Reputation: 209
I'm new to data analytics. I'm trying some models in python Sklearn. I have a dataset in which some of the columns have text columns. Like below,
Dataset
Is there a way to convert these column values into numbers in pandas or Sklearn?. Assigning numbers to these values will be right?. And what if a new string pops out in test data?.
Please advice.
Upvotes: 10
Views: 15085
Reputation: 501
I think it would be better to use OrdinalEncoder if you want to transform feature columns, because it's meant for categorical features (LabelEncoder is meant for labels). Also, it can handle values not seen in training and multiple features at the same time. An example:
from sklearn.preprocessing import OrdinalEncoder
features = ["city", "age", ...]
encoder = OrdinalEncoder(
handle_unknown='use_encoded_value',
unknown_value=-1
).fit(train[features])
train[features] = encoder.transform(train[features])
test[features] = encoder.transform(test[features])
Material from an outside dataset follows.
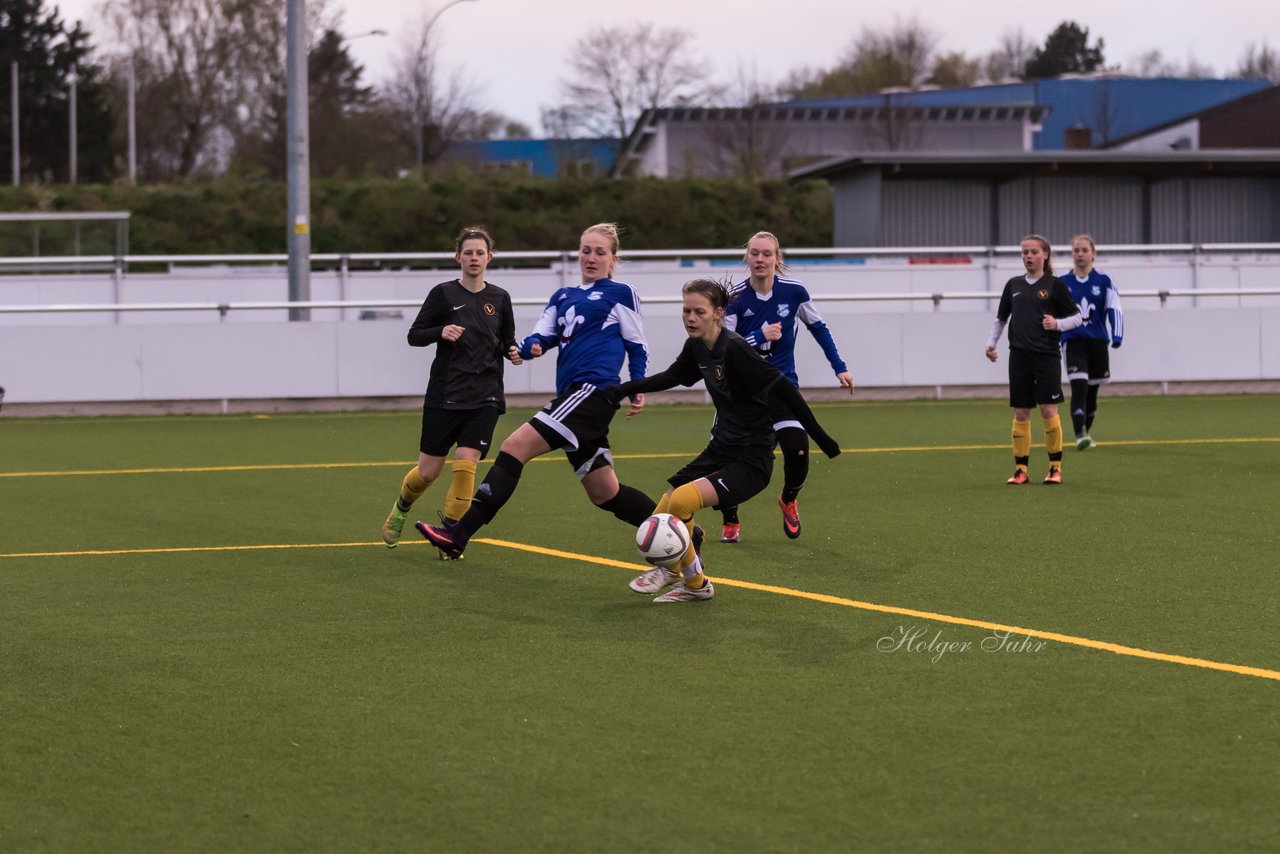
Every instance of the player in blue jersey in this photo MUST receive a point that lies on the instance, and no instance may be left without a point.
(594, 325)
(767, 310)
(1084, 350)
(1037, 307)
More on the documentation: https://scikit-learn.org/stable/modules/generated/sklearn.preprocessing.OrdinalEncoder.html
Upvotes: 0
Reputation: 2529
Consider using Label Encoding - it transforms the categorical data by assigning each category an integer between 0 and the num_of_categories-1:
from sklearn.preprocessing import LabelEncoder
df = pd.DataFrame(['a','b','c','d','a','c','a','d'], columns=['letter'])
letter
0 a
1 b
2 c
3 d
4 a
5 c
6 a
Applying:
le = LabelEncoder()
encoded_series = df[df.columns[:]].apply(le.fit_transform)
encoded_series:
letter
0 0
1 1
2 2
3 3
4 0
5 2
6 0
7 3
Upvotes: 3
Reputation: 36555
You can convert them into integer codes by using the categorical datatype.
column = column.astype('category')
column_encoded = column.cat.codes
As long as use use a tree based model with deep enough trees, eg GradientBoostingClassifier(max_depth=10
), your model should be able to split out the categories again.
Upvotes: 0